This week, I decided it was high time to tinker with building something that could respond like me. I mean, who wouldn’t want a LLM that can mimic your witty email style?
Usually, my experiments are done in an afternoon, but for this one I set aside a whole week because training a custom AI to sound like me clearly needs more than a day’s worth of tinkering.
Data Gathering and Preprocessing
The first step was going through my sent email, an endeavor that felt a bit like spring cleaning for my Gmail. After exporting all those messages, I wrote a Python script to systematically strip out signatures and other junk text.
Trust me, the time you spend cleaning up the data is well worth it when your model doesn’t spontaneously talk about some old Amazon tracking link in the middle of discussing weekend plans.
Model Selection and Fine-Tuning
Once I had my text in decent shape, I borrowed a pre-trained Transformer model. The idea is simple: take a model already trained on massive amounts of text, then fine-tune it on my email data so it sounds like me instead of your average GPT.
Results and Hallucinations
Here’s where it got interesting, and by “interesting,” I mean “amusing and vaguely concerning.” The model actually did start writing in a voice that was close to my own. Subject lines, quick one-liners, and even my overuse of lol (left un-corrected as Lol) was spot-on. However, local fine-tuned models can still be a bit small, so every now and then it would generate responses that seemed to come from an alternate dimension. For instance, it once wrote about pet grooming tips, even though I know I have never emailed someone about that.

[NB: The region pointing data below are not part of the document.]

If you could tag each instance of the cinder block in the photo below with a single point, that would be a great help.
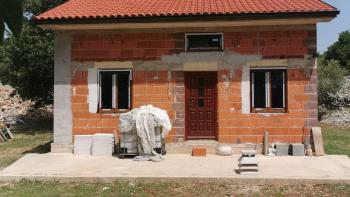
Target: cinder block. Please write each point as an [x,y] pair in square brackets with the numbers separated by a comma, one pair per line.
[298,150]
[282,149]
[199,152]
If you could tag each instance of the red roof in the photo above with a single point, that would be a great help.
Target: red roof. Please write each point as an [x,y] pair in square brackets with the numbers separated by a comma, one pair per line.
[95,9]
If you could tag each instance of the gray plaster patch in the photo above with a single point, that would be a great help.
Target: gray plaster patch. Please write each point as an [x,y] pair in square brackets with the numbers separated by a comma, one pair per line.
[62,91]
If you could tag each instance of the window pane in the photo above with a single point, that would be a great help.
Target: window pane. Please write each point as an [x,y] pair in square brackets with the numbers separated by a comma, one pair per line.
[123,90]
[204,42]
[106,90]
[259,90]
[276,80]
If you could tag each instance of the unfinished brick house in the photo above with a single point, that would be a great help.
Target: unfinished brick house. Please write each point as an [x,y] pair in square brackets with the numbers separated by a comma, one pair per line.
[225,70]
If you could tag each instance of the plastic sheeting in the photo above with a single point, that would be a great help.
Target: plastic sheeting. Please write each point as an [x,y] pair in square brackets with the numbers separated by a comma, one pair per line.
[144,120]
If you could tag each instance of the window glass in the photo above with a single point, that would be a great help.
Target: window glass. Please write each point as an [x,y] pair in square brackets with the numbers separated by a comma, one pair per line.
[115,90]
[204,42]
[123,90]
[106,90]
[268,89]
[277,94]
[259,89]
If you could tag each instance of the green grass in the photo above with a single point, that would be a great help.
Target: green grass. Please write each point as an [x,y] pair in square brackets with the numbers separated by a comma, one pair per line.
[33,188]
[30,137]
[336,140]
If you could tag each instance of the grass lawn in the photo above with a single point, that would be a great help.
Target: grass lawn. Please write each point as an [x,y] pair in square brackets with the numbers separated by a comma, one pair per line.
[30,137]
[36,136]
[336,140]
[29,188]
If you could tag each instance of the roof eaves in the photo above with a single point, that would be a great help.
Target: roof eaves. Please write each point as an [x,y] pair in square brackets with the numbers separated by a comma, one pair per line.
[184,18]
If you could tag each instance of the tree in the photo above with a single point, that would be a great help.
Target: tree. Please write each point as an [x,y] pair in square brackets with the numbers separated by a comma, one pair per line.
[27,61]
[340,50]
[11,14]
[330,79]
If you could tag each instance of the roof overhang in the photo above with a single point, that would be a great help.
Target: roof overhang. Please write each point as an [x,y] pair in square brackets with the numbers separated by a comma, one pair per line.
[188,21]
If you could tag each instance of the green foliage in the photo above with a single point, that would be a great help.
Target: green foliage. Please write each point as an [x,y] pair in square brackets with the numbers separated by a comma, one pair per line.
[330,78]
[11,13]
[340,51]
[26,62]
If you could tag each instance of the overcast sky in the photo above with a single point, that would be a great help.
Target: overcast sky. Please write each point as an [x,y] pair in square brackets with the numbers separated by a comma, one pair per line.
[328,33]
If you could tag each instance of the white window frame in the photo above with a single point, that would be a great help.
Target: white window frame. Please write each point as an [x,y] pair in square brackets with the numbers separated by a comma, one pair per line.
[267,88]
[114,93]
[203,33]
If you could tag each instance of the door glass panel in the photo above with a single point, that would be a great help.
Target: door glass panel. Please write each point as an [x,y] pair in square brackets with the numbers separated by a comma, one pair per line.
[201,82]
[200,92]
[200,102]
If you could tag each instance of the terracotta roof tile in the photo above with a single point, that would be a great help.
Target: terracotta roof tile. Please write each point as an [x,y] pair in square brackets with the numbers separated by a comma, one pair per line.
[82,9]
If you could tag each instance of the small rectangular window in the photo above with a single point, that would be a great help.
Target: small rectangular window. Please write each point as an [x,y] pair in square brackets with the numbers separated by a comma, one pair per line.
[204,42]
[268,88]
[114,90]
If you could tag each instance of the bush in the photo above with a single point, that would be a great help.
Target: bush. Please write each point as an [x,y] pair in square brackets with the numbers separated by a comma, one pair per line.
[340,50]
[330,79]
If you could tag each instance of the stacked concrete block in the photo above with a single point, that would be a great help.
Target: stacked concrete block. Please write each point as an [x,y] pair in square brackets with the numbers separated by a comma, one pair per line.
[82,144]
[248,164]
[298,150]
[102,144]
[282,149]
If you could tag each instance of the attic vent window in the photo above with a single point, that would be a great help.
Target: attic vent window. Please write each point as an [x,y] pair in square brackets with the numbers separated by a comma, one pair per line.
[204,42]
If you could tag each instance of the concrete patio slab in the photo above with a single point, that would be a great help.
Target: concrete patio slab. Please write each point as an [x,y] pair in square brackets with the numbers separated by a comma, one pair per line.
[178,167]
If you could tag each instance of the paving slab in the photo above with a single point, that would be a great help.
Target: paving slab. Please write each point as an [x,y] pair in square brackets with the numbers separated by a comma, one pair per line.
[178,167]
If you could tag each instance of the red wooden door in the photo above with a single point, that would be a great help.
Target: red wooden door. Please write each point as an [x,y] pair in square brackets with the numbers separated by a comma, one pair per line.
[200,105]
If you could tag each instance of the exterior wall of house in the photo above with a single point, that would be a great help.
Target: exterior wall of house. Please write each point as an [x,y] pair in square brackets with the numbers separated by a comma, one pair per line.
[159,63]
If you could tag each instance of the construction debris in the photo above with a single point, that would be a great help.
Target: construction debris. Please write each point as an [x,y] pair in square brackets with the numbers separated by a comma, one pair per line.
[224,150]
[248,164]
[102,144]
[317,141]
[145,120]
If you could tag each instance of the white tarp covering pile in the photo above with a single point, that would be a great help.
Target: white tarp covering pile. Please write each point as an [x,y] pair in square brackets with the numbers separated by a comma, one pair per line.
[144,120]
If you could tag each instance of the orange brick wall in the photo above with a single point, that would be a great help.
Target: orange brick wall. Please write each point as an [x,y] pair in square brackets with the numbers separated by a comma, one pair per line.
[83,121]
[151,46]
[292,127]
[166,89]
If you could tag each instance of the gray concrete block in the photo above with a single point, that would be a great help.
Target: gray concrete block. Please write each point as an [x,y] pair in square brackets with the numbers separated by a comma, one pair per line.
[61,148]
[298,150]
[282,149]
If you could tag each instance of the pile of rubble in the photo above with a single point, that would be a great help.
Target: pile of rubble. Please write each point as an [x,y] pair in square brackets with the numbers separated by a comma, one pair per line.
[13,109]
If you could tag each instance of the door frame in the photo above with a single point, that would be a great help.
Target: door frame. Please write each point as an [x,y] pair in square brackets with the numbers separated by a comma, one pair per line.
[187,75]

Evaluation and Sanity Checks
I wrote a tiny script that sends the model a prompt, like an email chain about scheduling a meeting, and see how it responds. If it suggested meeting at a time that defied the laws of physics or started quoting obscure movie lines, I’d dial back the training parameters or do some additional data cleaning. Let’s just say, “always read your outputs before hitting send.” Words to live by.
Conclusion: “Yes, kinda, but I probably shouldn’t.”
So the short answer to “Should I trust an AI that writes like me?” is basically “probably not.” It’s a fun experiment that illustrates how personal text data and modern AI can blend together to produce spookily similar writing.